Smart-Country-Studie: Roadmaps für digitale Strategien auf dem Land

Viel Fläche, dünne Besiedlung: Hier liegen die Herausforderungen der Digitalisierung. Foto: CC BY-2.0 Flickr User kuhnmi. Bildname: DSC_9852-1 / Ausschnitt bearbeitet
Veröffentlicht am 20.07.2017

Dass „Smart Country“ sich anders als „Smart City“ noch nicht zum Buzzword in der Netzwelt entwickelt hat, ist vielleicht Zeugnis von der unterschiedlichen Entwicklung in puncto Digitalisierung in Deutschland. Unter anderem die Initiative „Smart Country“ des Internet & Gesellschaft Collaboratory versuchte dies mit einer Digitalen Agenda für den ländlichen Raum zu ändern. In einer neuen Studie geht die Bertelsmann Stiftung nun den Chancen und Herausforderungen der Digitalisierung auf dem Land nach. Die Studie „Smart Country regional gedacht – Teilräumliche Analysen für digitale Strategien in Deutschland“ hat das Ziel, ein differenziertes Bild von Deutschlands digitaler Entwicklung zu zeigen. Im Hinblick auf die Themen „Wirtschaftskraft ausbilden“ und „Daseinsvorsorge sichern“ will sie darüber hinaus Grundlagen bereitstellen, um entsprechende Strategien zu entwickeln.

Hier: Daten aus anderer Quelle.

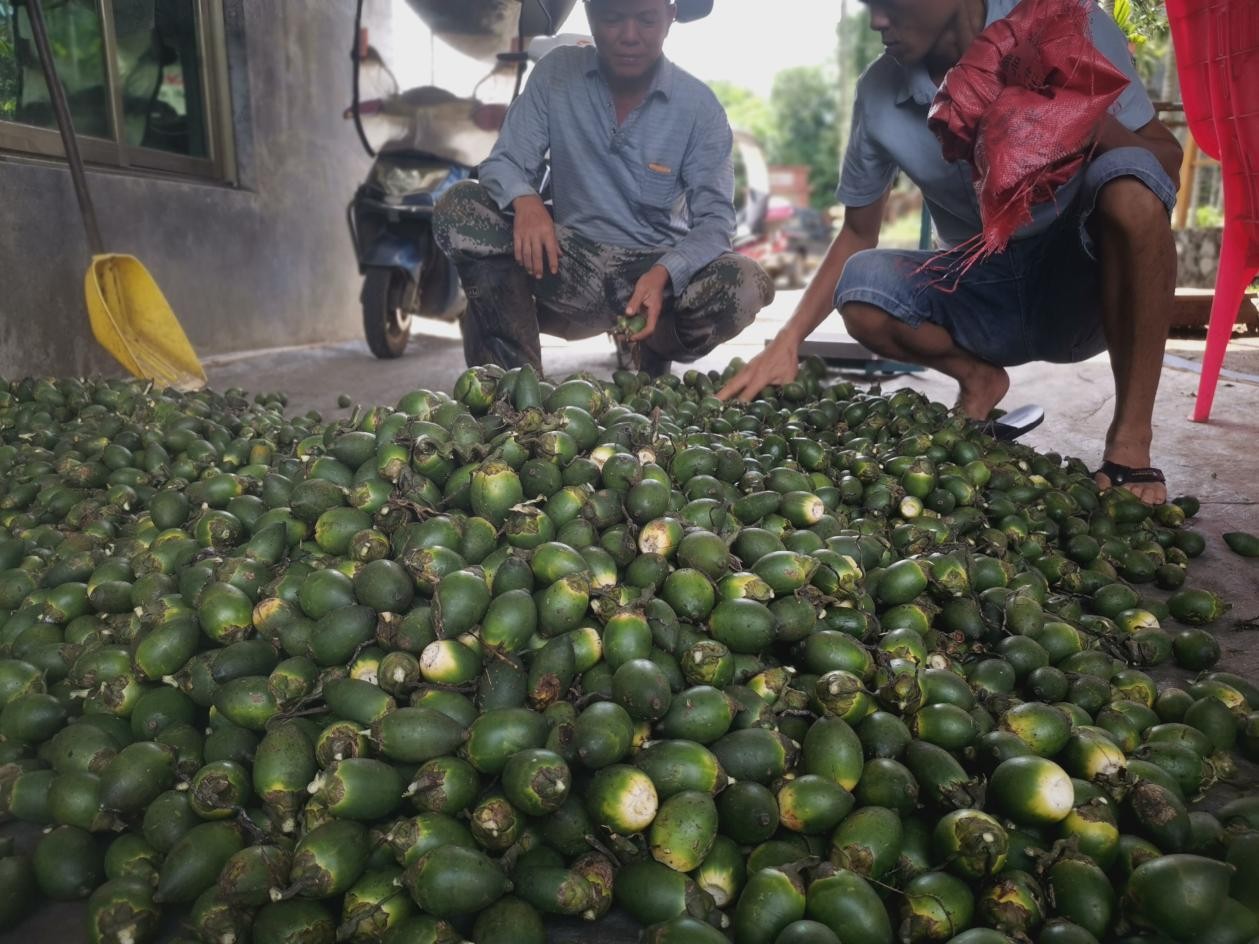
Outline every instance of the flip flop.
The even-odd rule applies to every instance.
[[[1122,488],[1126,485],[1167,485],[1161,468],[1147,466],[1137,468],[1133,466],[1121,466],[1118,462],[1104,459],[1102,468],[1093,475],[1103,475],[1110,480],[1112,488]]]
[[[985,423],[976,422],[974,425],[981,433],[986,433],[993,439],[1012,443],[1020,435],[1030,433],[1044,422],[1044,408],[1029,403],[1025,407],[1002,414],[997,419],[990,419]]]

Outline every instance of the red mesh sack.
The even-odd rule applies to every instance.
[[[1084,165],[1098,125],[1128,86],[1090,39],[1092,0],[1022,0],[944,76],[928,126],[944,159],[974,169],[983,230],[962,271],[1001,252],[1031,208]]]

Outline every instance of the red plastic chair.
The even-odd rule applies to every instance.
[[[1211,415],[1241,298],[1259,273],[1259,0],[1167,0],[1181,97],[1224,175],[1224,242],[1194,422]]]

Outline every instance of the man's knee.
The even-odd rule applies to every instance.
[[[433,209],[433,239],[452,258],[482,257],[511,244],[511,224],[490,191],[475,180],[452,186]]]
[[[840,317],[844,318],[849,337],[867,347],[888,337],[895,322],[895,318],[883,308],[865,302],[845,303],[840,308]]]
[[[747,256],[726,253],[714,266],[714,277],[729,293],[734,320],[743,330],[774,300],[774,281]]]
[[[1117,177],[1105,184],[1094,210],[1103,229],[1148,239],[1171,233],[1171,220],[1162,199],[1137,177]]]
[[[878,305],[845,301],[852,292],[883,292],[889,279],[904,273],[893,271],[893,257],[880,249],[862,249],[849,257],[835,287],[835,306],[852,340],[865,345],[878,342],[893,330],[894,318]]]

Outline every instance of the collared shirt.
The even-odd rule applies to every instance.
[[[550,152],[555,222],[597,243],[665,250],[677,296],[730,250],[733,147],[716,96],[667,59],[618,126],[596,49],[559,47],[534,68],[480,175],[506,210],[538,193]]]
[[[1114,19],[1093,0],[1090,6],[1093,44],[1129,78],[1128,87],[1110,107],[1110,113],[1129,131],[1149,123],[1155,107],[1137,77],[1128,53],[1128,40]],[[1007,16],[1019,0],[988,0],[987,24]],[[898,170],[913,180],[932,214],[940,242],[958,245],[982,229],[980,203],[971,165],[949,164],[940,142],[927,127],[927,112],[939,91],[927,67],[904,67],[884,53],[857,81],[852,108],[852,133],[844,155],[840,189],[845,206],[869,206],[891,186]],[[1079,190],[1083,174],[1058,191],[1053,203],[1032,208],[1032,222],[1016,238],[1046,229]]]

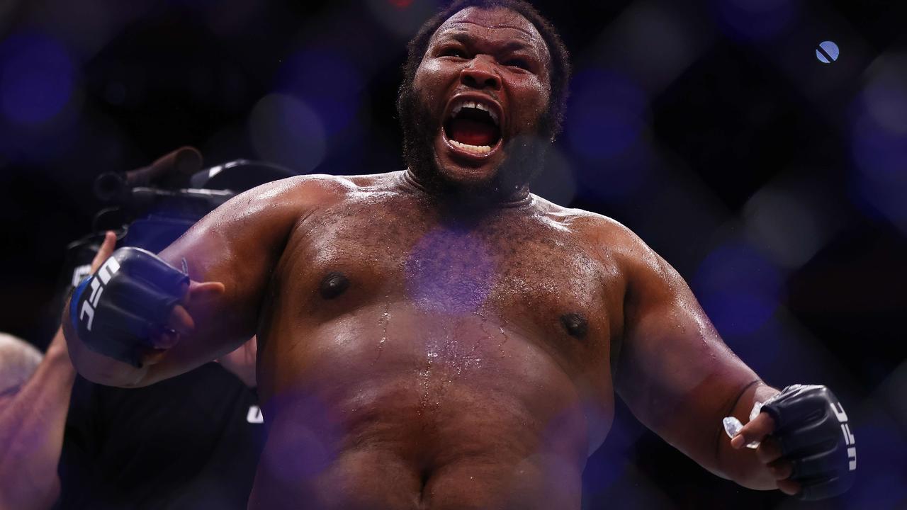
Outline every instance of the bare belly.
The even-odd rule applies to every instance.
[[[250,508],[579,508],[590,407],[610,404],[543,338],[404,303],[287,322],[259,353]]]

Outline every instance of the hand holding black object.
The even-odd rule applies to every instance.
[[[824,386],[789,386],[766,400],[731,445],[751,441],[762,441],[756,455],[778,488],[800,499],[838,495],[853,483],[856,439],[841,403]]]

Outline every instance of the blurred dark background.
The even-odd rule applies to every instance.
[[[832,386],[858,447],[853,489],[804,504],[704,472],[621,407],[583,508],[907,508],[907,3],[534,4],[575,79],[533,191],[639,233],[769,383]],[[48,343],[102,172],[186,144],[402,169],[405,44],[435,7],[0,1],[0,330]]]

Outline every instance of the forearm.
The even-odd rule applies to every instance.
[[[75,369],[58,331],[37,370],[0,408],[0,508],[48,508]]]
[[[749,421],[749,413],[753,410],[753,405],[756,402],[765,402],[776,393],[778,393],[777,389],[761,381],[752,385],[736,399],[733,411],[727,416],[732,416],[740,420],[741,423],[746,424]],[[716,426],[720,427],[720,430],[716,433],[718,474],[751,489],[776,489],[777,483],[775,476],[769,473],[766,465],[756,457],[756,450],[731,447],[730,438],[725,434],[722,425],[717,423]]]

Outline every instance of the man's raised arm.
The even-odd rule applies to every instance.
[[[764,384],[721,341],[689,287],[626,230],[616,250],[627,275],[616,387],[634,415],[709,471],[802,499],[853,481],[855,438],[824,386]],[[756,403],[764,404],[752,420]],[[746,423],[729,440],[722,420]],[[752,444],[755,451],[744,447]]]
[[[730,446],[725,417],[748,421],[753,404],[777,393],[721,340],[689,287],[629,230],[624,338],[616,387],[646,427],[700,466],[755,489],[775,476],[748,449]]]
[[[114,252],[64,309],[79,373],[110,386],[145,386],[248,340],[287,239],[317,200],[311,182],[285,179],[238,195],[160,256]]]

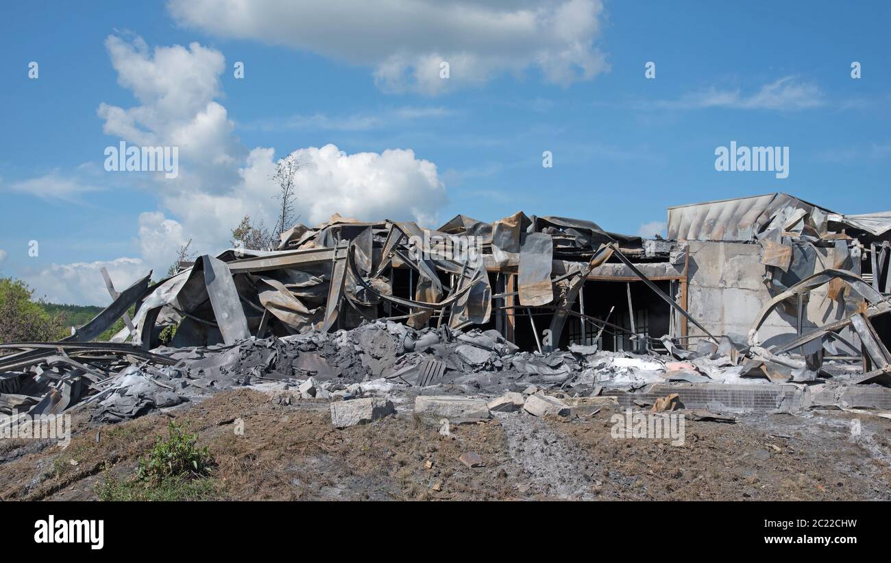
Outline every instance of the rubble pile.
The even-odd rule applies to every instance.
[[[891,217],[764,198],[746,208],[670,209],[674,241],[522,212],[492,224],[457,216],[437,230],[335,215],[315,228],[294,226],[275,249],[236,246],[154,283],[150,273],[121,292],[106,276],[111,305],[70,337],[0,345],[0,413],[88,407],[118,421],[219,389],[280,382],[302,399],[331,401],[335,426],[348,426],[418,395],[453,397],[419,397],[415,411],[454,421],[493,411],[566,415],[591,407],[583,399],[604,389],[659,383],[891,385],[891,353],[872,322],[891,311],[891,245],[871,242],[867,279],[858,261],[867,250],[846,233],[884,233]],[[687,310],[687,241],[698,237],[741,237],[758,254],[756,273],[770,298],[749,312],[748,334],[712,334],[714,322]],[[831,250],[831,264],[818,264],[816,248]],[[656,275],[679,264],[681,273]],[[653,279],[680,290],[669,295]],[[628,284],[630,327],[585,314],[591,280]],[[635,329],[629,280],[665,303],[667,333]],[[820,291],[831,315],[805,330],[806,304]],[[796,332],[763,339],[780,312],[797,315]],[[542,314],[547,324],[536,326]],[[93,341],[119,319],[125,327],[110,342]],[[584,344],[565,333],[569,319]],[[514,335],[525,321],[535,346],[520,349]],[[604,331],[637,353],[600,349]],[[352,403],[338,404],[344,401]]]

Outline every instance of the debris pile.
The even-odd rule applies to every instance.
[[[270,381],[333,401],[335,426],[392,412],[405,402],[394,394],[420,393],[416,412],[454,423],[590,411],[582,399],[603,389],[654,384],[887,387],[891,354],[874,320],[891,310],[891,244],[879,240],[889,231],[883,214],[840,216],[785,194],[672,208],[669,241],[522,212],[492,224],[458,216],[437,230],[335,215],[294,226],[275,249],[236,246],[120,292],[106,274],[111,305],[70,337],[0,345],[0,413],[89,405],[117,421]],[[692,241],[735,244],[761,265],[744,273],[754,282],[735,282],[767,292],[760,312],[742,311],[748,334],[688,311],[709,265],[691,257]],[[586,313],[586,284],[616,282],[626,302],[604,288],[609,313]],[[650,298],[645,315],[633,282]],[[730,298],[719,305],[733,308]],[[624,317],[610,316],[617,306]],[[820,324],[806,322],[809,306],[823,307]],[[788,334],[764,336],[790,314]],[[651,326],[635,325],[647,315]],[[92,341],[121,318],[110,342]],[[453,400],[421,398],[431,388]]]

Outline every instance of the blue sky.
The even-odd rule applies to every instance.
[[[770,192],[891,208],[887,2],[88,5],[0,19],[0,275],[51,300],[107,303],[101,265],[126,286],[270,220],[269,167],[295,151],[317,167],[309,224],[522,209],[649,233],[668,206]],[[121,140],[182,145],[183,174],[105,171]],[[715,171],[732,140],[788,146],[789,177]]]

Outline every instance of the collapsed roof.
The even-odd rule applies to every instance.
[[[150,273],[120,292],[106,275],[111,305],[70,337],[59,343],[0,347],[12,352],[0,355],[0,411],[22,406],[31,412],[62,412],[85,397],[119,389],[110,382],[121,373],[133,375],[126,365],[138,365],[140,372],[151,365],[179,365],[183,360],[172,360],[170,348],[158,347],[166,327],[176,327],[168,343],[172,348],[274,342],[379,321],[440,334],[477,325],[489,329],[488,339],[512,343],[515,315],[524,314],[539,355],[566,341],[564,325],[574,318],[580,320],[583,336],[588,324],[598,336],[604,330],[625,332],[642,340],[639,351],[663,351],[678,359],[727,358],[727,365],[770,381],[829,377],[823,355],[838,345],[863,363],[859,381],[888,385],[891,354],[871,319],[891,310],[891,249],[880,239],[889,228],[891,213],[844,216],[782,193],[671,208],[667,241],[644,241],[604,231],[590,221],[522,212],[491,224],[459,215],[438,229],[335,215],[316,227],[295,225],[281,235],[274,249],[236,247],[201,256],[168,278],[152,283]],[[864,239],[869,249],[854,235],[872,237]],[[749,246],[760,255],[764,269],[750,273],[764,277],[772,298],[757,315],[750,312],[755,316],[748,342],[712,334],[687,311],[689,241],[753,243]],[[830,267],[818,267],[808,250],[815,246],[833,249]],[[870,255],[869,275],[859,267],[862,253]],[[679,264],[683,269],[677,269]],[[405,275],[397,279],[400,273]],[[609,315],[586,314],[578,301],[591,280],[641,282],[683,327],[689,322],[699,329],[698,349],[686,339],[685,328],[642,338],[631,314],[630,286],[630,330]],[[680,290],[666,291],[660,281],[677,282]],[[842,304],[845,316],[803,333],[801,300],[822,286]],[[794,339],[765,346],[758,337],[764,320],[779,308],[794,311],[797,302]],[[533,309],[545,312],[547,330],[544,325],[536,328]],[[496,316],[503,322],[493,326]],[[119,318],[125,327],[110,343],[90,342]],[[843,337],[843,329],[853,330],[859,345]],[[541,368],[535,371],[540,373]],[[149,377],[160,377],[158,373]],[[128,409],[138,410],[134,404]]]

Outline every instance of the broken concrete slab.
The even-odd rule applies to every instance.
[[[526,403],[526,399],[523,397],[522,393],[508,391],[504,395],[489,401],[488,407],[489,411],[495,412],[513,412],[523,408],[524,403]]]
[[[314,398],[315,396],[315,380],[309,378],[298,386],[297,390],[300,392],[300,397],[304,399]]]
[[[472,399],[448,395],[419,395],[414,399],[414,412],[424,418],[436,419],[487,419],[488,403],[486,399]]]
[[[591,416],[604,406],[618,406],[615,396],[576,396],[560,399],[569,407],[570,416]]]
[[[530,395],[523,404],[523,410],[533,416],[557,414],[569,416],[569,406],[558,398],[547,395]]]
[[[351,399],[331,404],[331,426],[344,428],[366,424],[396,412],[393,404],[383,397]]]

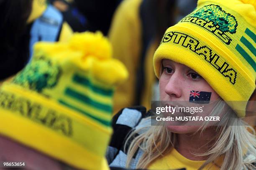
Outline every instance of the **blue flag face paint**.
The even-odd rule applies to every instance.
[[[207,104],[210,103],[212,93],[210,92],[190,91],[189,102],[194,103]]]

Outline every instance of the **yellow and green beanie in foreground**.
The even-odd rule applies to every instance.
[[[114,87],[128,77],[100,33],[38,43],[0,88],[0,134],[79,169],[108,169]]]
[[[192,13],[166,30],[154,56],[156,76],[163,58],[184,64],[244,117],[246,101],[255,89],[256,3],[199,0]]]

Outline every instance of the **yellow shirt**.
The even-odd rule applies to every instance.
[[[220,170],[220,160],[215,163],[210,164],[204,169]],[[169,154],[154,162],[148,167],[149,170],[176,170],[185,168],[186,170],[197,170],[205,161],[195,161],[184,157],[175,149],[173,149]],[[209,168],[210,167],[210,168]],[[208,169],[209,168],[209,169]]]

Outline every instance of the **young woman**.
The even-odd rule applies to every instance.
[[[238,118],[255,89],[255,6],[233,1],[200,0],[193,13],[167,29],[154,59],[160,100],[210,94],[209,101],[217,101],[210,116],[219,116],[221,125],[151,126],[145,109],[125,109],[113,120],[110,167],[255,169],[255,131]],[[118,137],[126,134],[123,147]]]

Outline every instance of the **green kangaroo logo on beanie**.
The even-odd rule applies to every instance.
[[[236,33],[237,23],[235,17],[226,13],[218,5],[205,6],[190,16],[202,18],[207,21],[212,21],[223,32]]]
[[[41,92],[46,88],[54,87],[60,76],[59,67],[44,58],[35,59],[18,74],[13,82],[32,90]]]
[[[238,26],[235,17],[222,10],[219,6],[212,4],[199,9],[181,22],[189,22],[203,27],[228,45],[232,40],[227,33],[236,33]]]

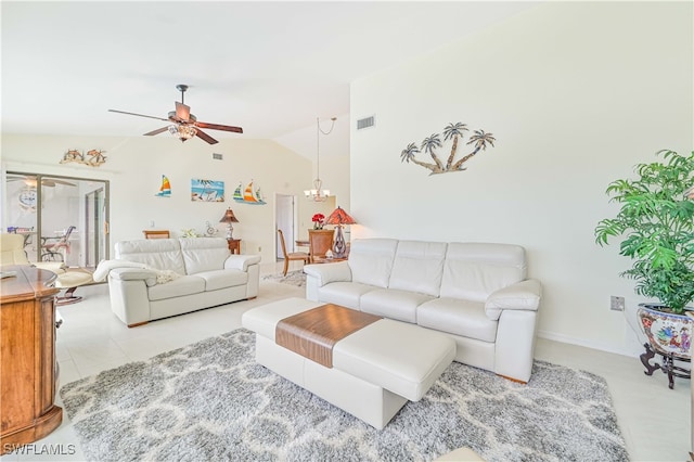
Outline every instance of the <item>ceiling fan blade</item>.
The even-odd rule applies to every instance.
[[[118,114],[127,114],[127,115],[134,115],[138,117],[146,117],[146,118],[155,118],[157,120],[164,120],[164,121],[169,121],[168,118],[162,118],[162,117],[155,117],[155,116],[147,116],[144,114],[136,114],[136,113],[127,113],[125,111],[116,111],[116,110],[108,110],[110,113],[118,113]]]
[[[206,121],[196,121],[195,127],[209,128],[210,130],[233,131],[234,133],[243,133],[243,128],[231,127],[229,125],[208,124]]]
[[[210,137],[209,134],[205,133],[200,128],[195,130],[195,136],[198,137],[198,138],[202,138],[205,141],[207,141],[209,144],[217,144],[219,142],[219,141],[215,140],[213,137]]]
[[[176,102],[176,117],[180,118],[183,121],[187,121],[191,118],[191,107],[187,104]]]
[[[164,133],[166,130],[168,130],[169,127],[162,127],[162,128],[157,128],[156,130],[152,130],[147,133],[144,133],[144,137],[153,137],[155,134],[159,134],[159,133]]]

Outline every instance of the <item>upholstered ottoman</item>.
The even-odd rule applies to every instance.
[[[242,324],[256,333],[260,364],[376,428],[408,400],[419,401],[455,357],[455,342],[448,335],[390,319],[377,319],[337,341],[332,367],[275,343],[279,323],[323,305],[287,298],[246,311]]]

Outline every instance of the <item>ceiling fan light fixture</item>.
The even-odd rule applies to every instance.
[[[195,137],[195,133],[197,133],[195,127],[190,125],[174,124],[169,125],[168,130],[169,133],[181,140],[181,142],[190,140],[191,138]]]

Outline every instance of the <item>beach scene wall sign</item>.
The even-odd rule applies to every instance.
[[[224,182],[215,180],[191,180],[191,201],[224,202]]]
[[[408,146],[400,153],[400,162],[407,162],[408,164],[412,163],[420,167],[424,167],[429,170],[429,176],[466,170],[467,166],[465,163],[467,161],[473,158],[477,153],[479,153],[479,151],[486,151],[487,145],[493,147],[494,141],[497,141],[492,133],[487,133],[485,130],[475,130],[470,137],[470,140],[465,143],[472,144],[473,150],[457,161],[458,147],[466,131],[470,131],[467,129],[467,124],[460,121],[450,123],[446,128],[444,128],[441,133],[433,133],[422,140],[420,145],[416,143],[408,144]],[[441,136],[444,138],[442,140]],[[450,153],[448,153],[447,157],[439,157],[436,151],[442,149],[444,144],[448,141],[451,143]],[[425,155],[428,154],[434,163],[419,161],[415,158],[416,154],[421,153],[424,153]],[[447,153],[444,152],[442,154],[446,155]]]

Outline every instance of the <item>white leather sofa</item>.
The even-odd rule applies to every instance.
[[[115,251],[94,278],[107,271],[111,308],[129,328],[258,295],[260,256],[232,255],[220,238],[121,241]]]
[[[445,332],[457,361],[530,378],[542,287],[522,246],[355,240],[347,261],[304,271],[310,300]]]

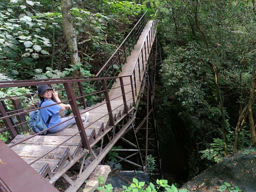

Vor dem Hintergrund, dass besonders die digitale Transformation und der demographische Wandel eine Spaltung in Deutschland nach sich zieht, heben die Autoren der Studie auch die Rolle des Staates hervor, den digitalen Wandel aktiv zu begleiten und zu befördern – vor allem in den peripheren und weniger leistungsfähigen Regionen.

„Ihnen gilt es dabei zu helfen, passgenaue Smart-Country-Strategien zu entwerfen, die dazu beitragen, die langfristige Teilhabe aller Menschen am gesellschaftlichen Wandel auch in der Fläche zu gewährleisten, gleichwertige Lebensverhältnisse in den verschiedenen Teilräumen zu sichern und regionale Unterschiede langfristig zu verringern.“

Eine neue Digitalisierungs-Karte

Eine Voraussetzung dafür ist ein differenzierteres Bild von Deutschlands digitaler Entwicklung, denn die üblichen Differenzen von „Stadt – Land“ und „Ost – West“ greifen zu kurz, um die unterschiedlichen Entwicklungen auf dem Land zu verstehen, so die Autoren der Studie. In der Studie haben sie deshalb alle Stadt- und Landkreise einzeln untersucht. Der Fokus liegt dabei auf den Handlungsmöglichkeiten, also den wirtschaftlichen Chancen und Potenzialen, sowie den Bedürfnissen in Bezug auf die Sicherung der Daseinsvorsorge. Das Ergebnis sind acht Typen, die als Basis für eine gesamtdeutsche und spezifische Digitalstrategie dienen können:

  • Typ 1: Ostdeutsche Landkreise mit großen strukturellen Herausforderungen
  • Typ 2: Wachsende Landkreise mit guten Entwicklungschancen
  • Typ 3: Westdeutsche Kreise mit durchschnittlichen Entwicklungschancen
  • Typ 4: Teilweise städtische Kreise mit Strukturschwächen
  • Typ 5: Kreisfreie Städte mit erheblichen Strukturschwächen
  • Typ 6: Stabile städtische Zentren mit Entwicklungspotenzial
  • Typ 7: Dynamische städtische Zentren mit guten Entwicklungschancen
  • Typ 8: Prosperierende Zentren mit hervorragenden Zukunftschancen

Für Typ 1 stellt die Studie Prioritäten in den Bereichen „Lebensqualität“ (Kultur und Freizeit, Sicherheit und Katastrophenschutz sowie Gesundheitsversorgung), „Gesellschaft“ (mit den Unterthemen Bildung, inklusive Gesellschaft sowie Kreativität und Offenheit), sowie „Mobilität“ (lokale und internationale Erreichbarkeit, nicht motorisierte Optionen sowie integrierte IuK-Technologien) fest. Die beiden letzten Handlungsfelder gelten auch für Typ 2 bis 4. In den Städten (Typ 7 und 8) haben hingegen „Governance“ (mit den Unterthemen IuK und E-Governance, Transparenz und Open Data, kommunale Planung) und „Umwelt“ (nachhaltiges Ressourcenmanagement, Gebäude und Quartiere, attraktive Umwelt) Priorität.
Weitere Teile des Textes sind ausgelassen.